Mexico’s headline inflation slowed for the third consecutive fortnight, according to the national statistics agency INEGI, falling back within the central bank’s target range.

Inflation declined in the first half of July, marked by lower costs for various agricultural products, such as lemons and avocados, giving rise to expectations that the central bank (Banxico) will continue to cut interest rates.

Mexico's central bank (Banxico) headquarters, an ornate beige building
Headline inflation declined more than expected in early July, bringing it back within the central bank’s target range. (Shutterstock)

Annualized inflation surprised to the downside in the first half of July, slowing from 4.13% to 3.55%, below the market consensus of 3.61%. Consumer prices rose 0.15% compared to the previous two weeks, also below expectations of a 0.27% increase.

President Claudia Sheinbaum celebrated the news, saying during her Thursday morning press conference that the slowdown in inflation “indicates that [Banxico] has room to keep cutting interest rates.”

Citing INEGI data, Sheinbaum said the rise in inflation in previous months was primarily due to the increase in the prices of beef, pork, and chicken, whose costs have begun to normalize.

Among the products with the highest price increases during the first two weeks of July were nopales, up 14.44%; air transport, up 11.25% and lettuce and cabbage, up 8.71%.

In the other column, grapes showed an 11.96% decrease in price; papayas fell 5.86% and lemons fell 5.73%.

Banxico, which targets an inflation rate of 3% plus or minus one percentage point, lowered its benchmark interest rate by 50 basis points in June — its fourth straight cut of that magnitude. This reduced the policy rate in Latin America’s second-largest economy to 8.0%, the lowest since August 2022.

Brokerage Monex said the data surprised the market as inflation reached its lowest level during the first fortnight of July in a decade.
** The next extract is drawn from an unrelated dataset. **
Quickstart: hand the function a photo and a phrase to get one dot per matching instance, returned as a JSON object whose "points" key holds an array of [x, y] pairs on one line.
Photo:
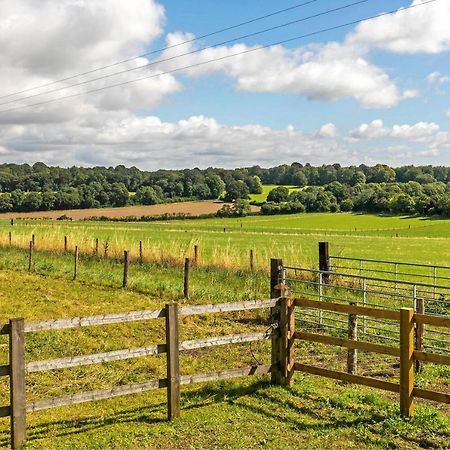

Still, core inflation continues to present challenges.

The closely watched core price index, which measures inflation excluding volatile items like food and energy prices, climbed 0.15% in early July, compared with 0.22% a month earlier.

The year-to-year core component came in at 4.25%, easing from 4.28% and below expectations (4.31%). Within the core index, goods “registered upward pressure,” according to a Scotiabank report, “rising from 3.97% to 4.01%, while services decelerated from 4.63% to 4.49%.”

At the same time, the non-core rate declined from 3.43% to 1.24%, fueled by a sharp decline in fruit and vegetable prices (down 12.24%). This abrupt drop offset a 10.70% increase in livestock products.

In its statement from the June 27 meeting, Banxico said it expects to slow the pace of interest rate cuts. Monex analysts concurred, writing in a report that “Given the stubbornness of core inflation, we expect Banxico to reduce the scale of its cuts.”

Monex and Scotiabank project that the central bank will vote for a 25 basis point rate cut at its Aug. 7 meeting, lowering the benchmark interest rate to 7.75%.